The very different characteristics of the first two announced customers - Comerica BankTexas is a $3.4 billion-asset subsidiary of a $32 billion superregional company, and Salem Five Cents Savings has $750 million of assets and 21 offices - embody what Mr. Peyser sees as a hopeful message about ITP's appeal.
The company projects itself as a utility that can ease financial institutions' entry onto the data highway.
A hallmark of the strategy is "device independence" - ITP offers to support anything from a basic telephone with automated voice-response capability to a full-scale personal computer in the home. The company says it, rather than its customer banks, will bear the risk if a given hardware choice doesn't pan out.
Working with Comerica, which will test the waters in multiple markets and through an array of delivery systems, ITP is demonstrating its "flexibility in approaching the marketplace," Mr. Peyser said. "Individual financial institutions' needs have to be addressed."
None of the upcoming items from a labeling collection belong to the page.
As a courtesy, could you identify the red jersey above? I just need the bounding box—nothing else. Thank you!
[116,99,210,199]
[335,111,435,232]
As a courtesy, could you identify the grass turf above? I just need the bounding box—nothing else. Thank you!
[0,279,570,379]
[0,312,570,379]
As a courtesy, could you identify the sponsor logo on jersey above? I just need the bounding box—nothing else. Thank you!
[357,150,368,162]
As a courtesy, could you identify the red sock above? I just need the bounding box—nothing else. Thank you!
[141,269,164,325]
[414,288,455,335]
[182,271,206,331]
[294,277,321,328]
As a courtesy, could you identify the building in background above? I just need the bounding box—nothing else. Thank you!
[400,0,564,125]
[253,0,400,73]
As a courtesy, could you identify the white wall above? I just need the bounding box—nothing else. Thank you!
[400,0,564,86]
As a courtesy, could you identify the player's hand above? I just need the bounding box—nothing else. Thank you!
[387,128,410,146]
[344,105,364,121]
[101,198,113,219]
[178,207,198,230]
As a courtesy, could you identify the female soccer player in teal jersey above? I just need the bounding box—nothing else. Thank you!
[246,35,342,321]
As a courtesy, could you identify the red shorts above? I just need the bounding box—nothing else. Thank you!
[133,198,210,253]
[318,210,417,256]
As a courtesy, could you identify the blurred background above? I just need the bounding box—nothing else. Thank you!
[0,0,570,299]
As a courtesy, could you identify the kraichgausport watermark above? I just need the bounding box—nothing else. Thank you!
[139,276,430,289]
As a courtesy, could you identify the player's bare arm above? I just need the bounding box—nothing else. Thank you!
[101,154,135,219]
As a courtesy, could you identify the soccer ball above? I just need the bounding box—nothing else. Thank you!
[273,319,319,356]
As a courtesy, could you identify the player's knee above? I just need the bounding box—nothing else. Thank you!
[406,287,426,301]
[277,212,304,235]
Both Comerica-Texas and Salem Five issued statements to the effect that ITP will help them serve customers' evolving needs on the customers' own terms.
"Selecting the ITP system is the first step in converting our ideas [about redefining customer convenience] into action," said Salem Five senior vice president Kevin Tierney.
Jeff Roesler, assistant vice president of electronic banking at Comerica-Texas, said the results of a three- to six-month employee pilot will dictate next year's marketing strategy.
He said the .bank, which currently provides no home-based service, was attracted to ITP's flexibility in accommodating multiple devices. "I'd rather have the customers make the choice rather than the bank dictating the choice to them," Mr. Roesler said.
ITP has committed itself so completely to flexibility, Mr. Peyser said, that it is "looking for ways to work with any and all entities that provide services to financial institutions, including MasterCard and Visa." If those organizations or an ITP client so desire, ITP will link up with systems that might nominally be viewed as competitive.
At the same time, ITP is claiming a neutrality in the interest of the banking community that can be seen as a challenge even to the bank-owned MasterCard and Visa associations.
Mr. Peyser is as forceful as Visa officials were last month in declaring a "total commitment" to financial institutions and their continued control over payment systems and customer relationships. But he also pointed out that Visa and MasterCard are working with companies like U.S. Order and Checkfree that are marketing directly to consumers even as they cooperate with the banks.
"Financial institutions have to weigh the positions of these companies and ask if they are going to be 100% dedicated to working in a true partnership, or might they have other competitive interests at the same time," Mr. Peyser said. "We won't sell our service directly to consumers."
Mr. Peyser sees electronic information services eventually becoming much bigger than banking and transaction processing, but these services are a window on the interactive future.
While ITP has assembled a full range of banking, bill paying, transaction settlement, and messaging capability, "our offering is not just technology," Mr. Peyser said. "It is a philosophy of helping the banks. We are a platform for interactive services, of which the first are electronic banking and bill paying."
ITP is offering its logo as a "bug" on the computer screen that can unify the multiple services, but participating banks don't have to use it. In all cases, ITP says it will stay in the background of the bank-customer relationship.